Because if it’s not in the history books, it didn’t happen. Today’s Orwell Award goes to the Israeli government, whose education minister has decided to remove references to what Palestinians call the “catastrophe” — when Israel defeated five Arab nations in a 1948 war and expelled 700,000 Palestinians — from textbooks given to Arab schoolchildren.

If you read the Associated Press copy carefully, you will see that the first and second paragraphs say two very different things. The lead paragraph claims the “catastrophe” is a reference to the creation of the state of Israel. The second claims catastrophe refers to the Palestinian “defeat and exile in the war over Israel’s 1948 creation.” Al-naqba actually refers to the exile of 700,000 Palestinians and the loss of 80 percent of the Palestinian homeland to an invading force — not a petty condemnation of Israel’s creation.

The Associated Press:

The Israeli government will remove references to what Palestinians call the “catastrophe” of Israel’s creation from textbooks for Arab schoolchildren, the education minister said Wednesday.

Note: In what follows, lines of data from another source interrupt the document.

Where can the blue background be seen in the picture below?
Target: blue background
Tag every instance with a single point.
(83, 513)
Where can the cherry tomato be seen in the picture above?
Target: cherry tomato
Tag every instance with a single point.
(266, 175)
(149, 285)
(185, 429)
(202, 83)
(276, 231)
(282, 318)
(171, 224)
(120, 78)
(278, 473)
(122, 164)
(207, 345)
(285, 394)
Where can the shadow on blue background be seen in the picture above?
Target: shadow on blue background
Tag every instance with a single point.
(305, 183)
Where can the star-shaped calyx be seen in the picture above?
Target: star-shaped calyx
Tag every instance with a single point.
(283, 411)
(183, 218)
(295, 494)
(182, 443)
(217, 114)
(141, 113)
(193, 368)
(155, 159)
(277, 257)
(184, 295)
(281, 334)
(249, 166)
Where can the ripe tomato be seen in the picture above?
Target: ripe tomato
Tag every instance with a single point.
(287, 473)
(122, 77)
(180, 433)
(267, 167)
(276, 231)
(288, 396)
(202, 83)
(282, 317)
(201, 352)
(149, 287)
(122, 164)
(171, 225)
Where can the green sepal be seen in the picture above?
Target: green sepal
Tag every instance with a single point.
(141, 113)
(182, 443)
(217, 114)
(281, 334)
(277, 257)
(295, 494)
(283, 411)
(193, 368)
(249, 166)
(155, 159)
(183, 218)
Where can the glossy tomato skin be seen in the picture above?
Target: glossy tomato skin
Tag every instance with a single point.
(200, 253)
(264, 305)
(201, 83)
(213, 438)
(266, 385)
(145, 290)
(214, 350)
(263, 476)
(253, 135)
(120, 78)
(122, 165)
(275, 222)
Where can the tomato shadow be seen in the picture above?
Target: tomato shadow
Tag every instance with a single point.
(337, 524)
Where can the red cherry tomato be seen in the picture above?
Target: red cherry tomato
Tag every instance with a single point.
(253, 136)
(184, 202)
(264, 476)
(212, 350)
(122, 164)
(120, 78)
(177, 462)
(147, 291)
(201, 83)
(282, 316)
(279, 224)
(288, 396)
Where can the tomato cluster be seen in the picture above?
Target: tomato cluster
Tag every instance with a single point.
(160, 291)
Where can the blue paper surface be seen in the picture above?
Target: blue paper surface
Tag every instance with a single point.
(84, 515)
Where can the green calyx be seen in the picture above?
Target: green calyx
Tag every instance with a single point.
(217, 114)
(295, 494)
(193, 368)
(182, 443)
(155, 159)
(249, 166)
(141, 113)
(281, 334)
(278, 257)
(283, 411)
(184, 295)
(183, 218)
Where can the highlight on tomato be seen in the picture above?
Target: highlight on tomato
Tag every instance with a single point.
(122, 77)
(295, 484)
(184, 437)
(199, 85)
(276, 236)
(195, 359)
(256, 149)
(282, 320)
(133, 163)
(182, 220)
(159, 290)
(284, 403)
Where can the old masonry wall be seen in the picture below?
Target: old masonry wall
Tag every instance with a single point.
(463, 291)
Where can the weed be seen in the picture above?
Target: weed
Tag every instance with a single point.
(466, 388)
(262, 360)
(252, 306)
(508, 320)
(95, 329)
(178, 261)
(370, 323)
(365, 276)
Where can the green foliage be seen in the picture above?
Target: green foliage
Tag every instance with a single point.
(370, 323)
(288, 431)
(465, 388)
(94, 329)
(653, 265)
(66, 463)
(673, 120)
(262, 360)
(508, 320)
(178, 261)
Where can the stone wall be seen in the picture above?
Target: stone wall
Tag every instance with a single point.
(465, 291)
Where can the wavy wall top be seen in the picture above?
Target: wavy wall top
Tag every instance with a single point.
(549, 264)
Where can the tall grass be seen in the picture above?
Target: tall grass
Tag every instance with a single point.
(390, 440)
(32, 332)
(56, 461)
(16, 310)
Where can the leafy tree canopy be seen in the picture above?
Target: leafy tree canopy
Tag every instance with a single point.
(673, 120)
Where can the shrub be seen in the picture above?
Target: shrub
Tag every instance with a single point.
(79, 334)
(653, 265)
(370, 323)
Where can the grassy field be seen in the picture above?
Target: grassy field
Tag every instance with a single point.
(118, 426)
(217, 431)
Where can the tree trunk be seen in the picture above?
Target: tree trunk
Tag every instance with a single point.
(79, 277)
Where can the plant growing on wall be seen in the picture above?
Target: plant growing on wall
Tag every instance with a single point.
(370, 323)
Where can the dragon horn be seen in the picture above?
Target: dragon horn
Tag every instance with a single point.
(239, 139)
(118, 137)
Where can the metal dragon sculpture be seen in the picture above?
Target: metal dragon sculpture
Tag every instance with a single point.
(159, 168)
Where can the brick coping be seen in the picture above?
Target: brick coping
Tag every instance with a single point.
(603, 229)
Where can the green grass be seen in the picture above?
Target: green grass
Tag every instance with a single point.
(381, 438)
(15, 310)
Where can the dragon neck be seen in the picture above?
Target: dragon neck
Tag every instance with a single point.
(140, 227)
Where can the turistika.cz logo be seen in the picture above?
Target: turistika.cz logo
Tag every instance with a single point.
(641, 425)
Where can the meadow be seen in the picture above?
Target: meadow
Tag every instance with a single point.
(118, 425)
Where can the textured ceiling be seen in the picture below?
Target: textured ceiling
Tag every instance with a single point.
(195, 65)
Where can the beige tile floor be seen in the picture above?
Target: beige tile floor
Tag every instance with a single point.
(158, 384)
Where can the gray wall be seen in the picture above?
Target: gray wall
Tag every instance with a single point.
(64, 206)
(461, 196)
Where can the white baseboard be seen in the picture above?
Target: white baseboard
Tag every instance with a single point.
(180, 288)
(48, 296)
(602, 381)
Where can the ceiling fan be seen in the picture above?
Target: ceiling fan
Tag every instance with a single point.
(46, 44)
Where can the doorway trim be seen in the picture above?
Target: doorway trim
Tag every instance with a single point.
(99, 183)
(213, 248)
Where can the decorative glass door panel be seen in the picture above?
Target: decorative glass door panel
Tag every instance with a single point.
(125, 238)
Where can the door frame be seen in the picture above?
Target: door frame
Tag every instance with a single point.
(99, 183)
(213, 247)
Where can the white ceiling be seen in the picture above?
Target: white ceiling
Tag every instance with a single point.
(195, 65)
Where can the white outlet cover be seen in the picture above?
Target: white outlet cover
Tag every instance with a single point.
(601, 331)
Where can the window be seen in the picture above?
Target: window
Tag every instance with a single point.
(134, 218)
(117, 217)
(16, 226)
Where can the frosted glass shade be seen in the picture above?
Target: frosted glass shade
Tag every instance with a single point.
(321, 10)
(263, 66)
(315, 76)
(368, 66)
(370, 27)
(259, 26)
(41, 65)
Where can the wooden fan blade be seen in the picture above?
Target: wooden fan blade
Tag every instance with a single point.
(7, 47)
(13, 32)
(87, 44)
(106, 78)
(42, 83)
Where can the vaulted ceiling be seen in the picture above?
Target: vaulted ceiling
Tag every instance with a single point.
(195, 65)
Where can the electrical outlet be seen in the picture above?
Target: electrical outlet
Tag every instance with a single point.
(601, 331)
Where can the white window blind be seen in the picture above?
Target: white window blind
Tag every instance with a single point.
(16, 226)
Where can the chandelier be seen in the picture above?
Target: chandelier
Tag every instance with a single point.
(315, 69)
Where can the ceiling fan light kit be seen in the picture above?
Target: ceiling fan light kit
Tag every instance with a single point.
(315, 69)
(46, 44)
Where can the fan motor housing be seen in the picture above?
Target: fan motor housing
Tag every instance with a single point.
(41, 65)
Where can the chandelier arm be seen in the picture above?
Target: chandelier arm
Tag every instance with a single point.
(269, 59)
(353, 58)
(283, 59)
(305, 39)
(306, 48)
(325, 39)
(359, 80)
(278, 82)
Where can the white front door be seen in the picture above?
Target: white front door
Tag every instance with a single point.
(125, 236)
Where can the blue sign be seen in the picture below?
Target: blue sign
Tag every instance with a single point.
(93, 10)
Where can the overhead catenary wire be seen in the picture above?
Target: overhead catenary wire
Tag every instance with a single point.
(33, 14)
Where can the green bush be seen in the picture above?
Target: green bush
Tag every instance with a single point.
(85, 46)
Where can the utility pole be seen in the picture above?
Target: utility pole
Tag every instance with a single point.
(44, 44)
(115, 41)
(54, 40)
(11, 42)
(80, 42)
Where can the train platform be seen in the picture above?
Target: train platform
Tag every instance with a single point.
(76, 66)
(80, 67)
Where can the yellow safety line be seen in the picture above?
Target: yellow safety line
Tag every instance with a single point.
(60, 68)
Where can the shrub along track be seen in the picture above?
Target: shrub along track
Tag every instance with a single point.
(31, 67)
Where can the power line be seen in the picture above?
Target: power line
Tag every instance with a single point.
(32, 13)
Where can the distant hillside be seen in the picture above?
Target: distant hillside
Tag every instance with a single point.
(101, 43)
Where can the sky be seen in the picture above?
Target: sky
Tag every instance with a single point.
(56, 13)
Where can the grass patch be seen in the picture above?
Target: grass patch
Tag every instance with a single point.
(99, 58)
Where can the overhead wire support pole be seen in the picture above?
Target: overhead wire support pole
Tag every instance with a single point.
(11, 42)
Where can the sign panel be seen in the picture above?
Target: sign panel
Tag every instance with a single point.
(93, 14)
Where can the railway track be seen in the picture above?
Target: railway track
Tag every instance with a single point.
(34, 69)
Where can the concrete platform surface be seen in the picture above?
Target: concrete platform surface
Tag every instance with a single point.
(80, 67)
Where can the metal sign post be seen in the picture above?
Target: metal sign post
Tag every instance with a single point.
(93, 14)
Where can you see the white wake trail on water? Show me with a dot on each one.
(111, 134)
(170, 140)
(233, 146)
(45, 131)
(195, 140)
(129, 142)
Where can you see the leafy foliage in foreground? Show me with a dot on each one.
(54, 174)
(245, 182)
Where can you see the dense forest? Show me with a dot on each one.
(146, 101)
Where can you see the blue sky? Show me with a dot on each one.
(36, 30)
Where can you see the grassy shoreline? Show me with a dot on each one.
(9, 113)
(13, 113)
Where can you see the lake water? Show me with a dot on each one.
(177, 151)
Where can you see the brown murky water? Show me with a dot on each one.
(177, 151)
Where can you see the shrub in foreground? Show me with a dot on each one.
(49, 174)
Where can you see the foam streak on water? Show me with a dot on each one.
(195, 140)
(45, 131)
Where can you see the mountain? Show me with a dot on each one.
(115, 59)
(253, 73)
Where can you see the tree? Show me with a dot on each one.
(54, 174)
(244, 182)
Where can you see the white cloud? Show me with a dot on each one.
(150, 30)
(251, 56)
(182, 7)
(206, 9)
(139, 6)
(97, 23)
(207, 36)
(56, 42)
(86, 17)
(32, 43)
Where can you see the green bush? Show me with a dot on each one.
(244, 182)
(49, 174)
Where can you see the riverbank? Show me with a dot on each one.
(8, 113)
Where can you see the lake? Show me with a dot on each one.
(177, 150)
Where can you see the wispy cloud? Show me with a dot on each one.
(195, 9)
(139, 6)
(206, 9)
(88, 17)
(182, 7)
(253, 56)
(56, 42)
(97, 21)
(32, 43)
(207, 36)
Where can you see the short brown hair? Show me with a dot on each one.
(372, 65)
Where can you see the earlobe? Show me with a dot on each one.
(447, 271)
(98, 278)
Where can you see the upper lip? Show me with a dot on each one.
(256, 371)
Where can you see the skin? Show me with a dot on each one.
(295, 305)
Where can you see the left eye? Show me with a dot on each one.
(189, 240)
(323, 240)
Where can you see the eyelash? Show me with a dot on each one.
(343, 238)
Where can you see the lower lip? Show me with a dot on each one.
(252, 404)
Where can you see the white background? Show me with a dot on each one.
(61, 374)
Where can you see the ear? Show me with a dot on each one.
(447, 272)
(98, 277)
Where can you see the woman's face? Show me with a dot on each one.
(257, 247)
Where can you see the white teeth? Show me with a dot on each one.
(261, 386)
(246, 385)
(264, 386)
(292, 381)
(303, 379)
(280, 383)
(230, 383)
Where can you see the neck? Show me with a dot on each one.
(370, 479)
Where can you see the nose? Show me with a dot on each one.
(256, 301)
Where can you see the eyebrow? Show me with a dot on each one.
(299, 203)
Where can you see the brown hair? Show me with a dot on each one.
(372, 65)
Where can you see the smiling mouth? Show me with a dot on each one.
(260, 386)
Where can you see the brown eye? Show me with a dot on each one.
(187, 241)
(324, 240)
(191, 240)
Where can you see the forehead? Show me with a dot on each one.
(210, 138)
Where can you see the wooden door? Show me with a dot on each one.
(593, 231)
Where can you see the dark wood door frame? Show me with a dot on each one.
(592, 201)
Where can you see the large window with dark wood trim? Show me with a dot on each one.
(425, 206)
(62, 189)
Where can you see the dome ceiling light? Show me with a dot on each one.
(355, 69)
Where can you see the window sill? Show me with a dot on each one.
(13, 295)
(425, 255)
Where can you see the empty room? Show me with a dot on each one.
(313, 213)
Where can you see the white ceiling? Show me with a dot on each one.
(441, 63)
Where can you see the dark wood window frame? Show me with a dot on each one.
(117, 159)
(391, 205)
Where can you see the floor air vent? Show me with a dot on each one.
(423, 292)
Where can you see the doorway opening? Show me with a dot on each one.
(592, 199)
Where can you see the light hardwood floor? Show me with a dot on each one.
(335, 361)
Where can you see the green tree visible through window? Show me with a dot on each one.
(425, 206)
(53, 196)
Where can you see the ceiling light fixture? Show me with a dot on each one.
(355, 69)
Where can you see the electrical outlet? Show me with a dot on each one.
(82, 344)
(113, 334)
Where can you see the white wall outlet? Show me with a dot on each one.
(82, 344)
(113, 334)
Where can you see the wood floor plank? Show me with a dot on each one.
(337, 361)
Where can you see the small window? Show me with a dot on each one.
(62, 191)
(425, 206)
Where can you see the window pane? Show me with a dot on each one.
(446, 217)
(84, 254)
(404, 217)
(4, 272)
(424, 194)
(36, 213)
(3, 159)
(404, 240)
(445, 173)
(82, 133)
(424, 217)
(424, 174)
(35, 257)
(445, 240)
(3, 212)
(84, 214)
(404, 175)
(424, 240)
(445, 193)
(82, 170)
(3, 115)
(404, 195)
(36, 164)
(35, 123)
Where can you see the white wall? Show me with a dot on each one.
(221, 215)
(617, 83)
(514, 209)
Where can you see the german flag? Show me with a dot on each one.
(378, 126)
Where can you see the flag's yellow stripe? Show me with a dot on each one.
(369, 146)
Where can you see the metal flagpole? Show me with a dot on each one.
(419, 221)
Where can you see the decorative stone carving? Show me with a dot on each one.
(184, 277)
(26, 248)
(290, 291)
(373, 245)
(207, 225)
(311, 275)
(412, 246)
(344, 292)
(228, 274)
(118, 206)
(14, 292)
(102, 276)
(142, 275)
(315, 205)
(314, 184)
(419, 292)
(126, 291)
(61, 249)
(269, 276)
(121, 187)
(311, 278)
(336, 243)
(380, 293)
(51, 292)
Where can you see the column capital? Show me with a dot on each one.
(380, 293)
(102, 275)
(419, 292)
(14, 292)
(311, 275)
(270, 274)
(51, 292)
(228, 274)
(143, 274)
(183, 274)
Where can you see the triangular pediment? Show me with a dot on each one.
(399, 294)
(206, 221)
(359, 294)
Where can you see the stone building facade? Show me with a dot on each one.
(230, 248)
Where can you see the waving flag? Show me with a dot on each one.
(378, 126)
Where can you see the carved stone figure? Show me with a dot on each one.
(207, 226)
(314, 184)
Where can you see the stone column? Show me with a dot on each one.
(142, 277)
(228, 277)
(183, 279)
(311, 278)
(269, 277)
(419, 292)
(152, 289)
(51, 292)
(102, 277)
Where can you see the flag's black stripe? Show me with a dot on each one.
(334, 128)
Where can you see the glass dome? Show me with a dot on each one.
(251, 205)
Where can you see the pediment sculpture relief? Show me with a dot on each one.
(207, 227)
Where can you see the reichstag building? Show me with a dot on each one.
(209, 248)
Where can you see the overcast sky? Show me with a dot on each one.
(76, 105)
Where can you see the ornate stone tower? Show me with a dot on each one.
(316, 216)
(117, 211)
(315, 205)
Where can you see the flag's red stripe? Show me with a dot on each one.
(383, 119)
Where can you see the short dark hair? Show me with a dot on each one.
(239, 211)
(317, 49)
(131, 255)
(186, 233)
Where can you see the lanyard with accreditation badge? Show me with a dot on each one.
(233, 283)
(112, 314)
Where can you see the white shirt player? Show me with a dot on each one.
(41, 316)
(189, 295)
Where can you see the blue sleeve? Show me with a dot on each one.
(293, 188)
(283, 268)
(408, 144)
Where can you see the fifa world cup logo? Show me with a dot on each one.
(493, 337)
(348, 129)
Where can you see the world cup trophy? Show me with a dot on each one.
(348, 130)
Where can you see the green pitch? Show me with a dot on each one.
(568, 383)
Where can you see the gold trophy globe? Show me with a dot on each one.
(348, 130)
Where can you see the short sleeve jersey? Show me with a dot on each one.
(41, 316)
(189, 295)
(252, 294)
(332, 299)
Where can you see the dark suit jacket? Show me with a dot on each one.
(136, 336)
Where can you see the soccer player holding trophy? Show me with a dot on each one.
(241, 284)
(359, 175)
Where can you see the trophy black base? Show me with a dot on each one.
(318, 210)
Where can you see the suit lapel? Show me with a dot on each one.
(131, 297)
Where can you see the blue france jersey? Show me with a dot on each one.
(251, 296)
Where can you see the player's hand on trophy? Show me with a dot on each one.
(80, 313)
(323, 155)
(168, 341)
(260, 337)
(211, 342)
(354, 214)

The reference to “al-naqba,” the Arabic word catastrophe, as Palestinians call their defeat and exile in the war over Israel’s 1948 creation, was inserted by a dovish Israeli education minister in 2007.

The phrase remains contentious six decades later, a symptom of the continuing divisions in Israel. Many Israeli Arabs identify politically with their Palestinian counterparts in the West Bank and Gaza. As a result, some Israeli Jews accuse Israeli Arabs of disloyalty to the country.